Lo avevamo sospettato in tempi più bui, alla Prima Ondata (che sembra più lontana degli anni Novanta), ai tempi dell'autocertificazione per uscire di casa. Potete stamparla qui, Dovete portarla con voi, Dovete mostrarla a, Dovete dimostrare che.
Ho sognato per mesi di essere fermato, di mostrarla a, di dimostrare che, di dare spiegazioni inappuntabili a poliziotti severi ma giusti, di sentirmi cittadino modello o schiavo della distopia: dipendeva dai giorni, e da quali serie tv stessi guardando.
Non ho mai incontrato un controllore, non conosco nessuno cui sia mai successo, a Milano come nella provincia più ferina, tra le persone che si recavano onestamente al lavoro o (la maggioranza) tra i perdigiorno come me che facevano la passeggiata vascolare. Ma nella Realtà Virtuale (o Virtuosa?) di Speranza serviva il pass, il pass ci avrebbe salvato.
Poi venne l'era del Coprifuoco, e delle folle a Trastevere e sui Navigli a mezzanotte, forse anch'esse in disperata attesa che qualcuno gli dicesse, come Fantozzi al panettiere, «lei deve rendermi conto». Gente che poi passava il weekend nelle seconde case. Gente che ignorava che nella Realtà Virtuale si trovava invece nella prima casa, a stampare l'ultimo modello di autocertificazione, a chiedere agli amici sui social se si potesse andare a comprare il pane, se girassero le ronde, se fossimo in Roma Città Aperta (alcuni, fan della Realtà Virtuale quanto del Grande Cinema, lo chiedevano sul serio: avrei risposto «Di' che sei tipografo, ti fanno passare», ma sapevo che lo avrebbero fatto davvero, nella remota ipotesi di un controllo).
E adesso lo stop alle mascherine all'aperto: quelle che da marzo almeno vediamo al gomito, al mento, comunque sotto il naso del passante, dell'avventore di bar che ci chiede l'accendino, del conoscente che sputa il suo saluto a trenta centimetri.

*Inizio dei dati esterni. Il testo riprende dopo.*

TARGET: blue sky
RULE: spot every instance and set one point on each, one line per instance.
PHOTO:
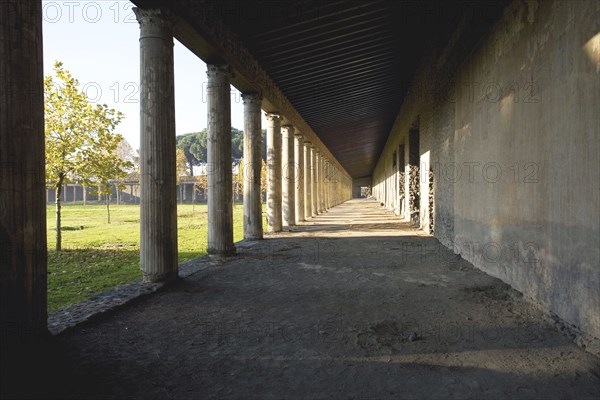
(98, 42)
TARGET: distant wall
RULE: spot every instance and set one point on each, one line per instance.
(358, 183)
(509, 153)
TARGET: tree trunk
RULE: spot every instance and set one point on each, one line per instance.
(59, 188)
(108, 208)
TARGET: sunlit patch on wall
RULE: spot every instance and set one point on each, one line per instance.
(592, 49)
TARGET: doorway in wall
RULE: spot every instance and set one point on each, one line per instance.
(414, 198)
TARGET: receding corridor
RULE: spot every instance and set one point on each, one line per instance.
(353, 304)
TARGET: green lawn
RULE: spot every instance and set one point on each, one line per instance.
(101, 256)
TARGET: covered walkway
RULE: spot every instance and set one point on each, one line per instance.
(353, 304)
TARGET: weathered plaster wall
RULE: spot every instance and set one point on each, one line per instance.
(511, 133)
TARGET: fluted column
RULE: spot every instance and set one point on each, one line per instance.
(308, 210)
(299, 176)
(327, 185)
(252, 167)
(321, 185)
(274, 217)
(218, 151)
(158, 180)
(23, 250)
(317, 182)
(288, 189)
(313, 186)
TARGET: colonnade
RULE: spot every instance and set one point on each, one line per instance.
(302, 182)
(303, 185)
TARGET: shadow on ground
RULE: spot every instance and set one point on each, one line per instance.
(320, 313)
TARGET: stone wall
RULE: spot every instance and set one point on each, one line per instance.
(509, 126)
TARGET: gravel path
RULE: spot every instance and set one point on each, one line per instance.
(355, 304)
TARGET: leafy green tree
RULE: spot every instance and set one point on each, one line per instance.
(237, 143)
(75, 132)
(193, 146)
(106, 167)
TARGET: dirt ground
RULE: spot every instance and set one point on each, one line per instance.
(355, 304)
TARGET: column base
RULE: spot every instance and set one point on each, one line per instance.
(214, 253)
(166, 277)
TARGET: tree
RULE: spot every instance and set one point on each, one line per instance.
(106, 166)
(193, 146)
(181, 161)
(237, 143)
(75, 131)
(238, 180)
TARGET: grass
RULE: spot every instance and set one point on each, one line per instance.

E mai nessuno in giro a cui denunziarli.
Nella Realtà Virtuosa respiriamo finalmente liberi, va messa solo al chiuso. Come facevamo da mesi nella realtà reale. E chissà se hanno aggiornato il software di Speranza, chissà se nel suo visore c'è già l'upgrade alla variante Delta. Nella realtà sì, “ma da mo!”, come dicevano in Ferie d'agosto di Virzì: non a caso, il film simbolo dei nostri gloriosi anni Novanta.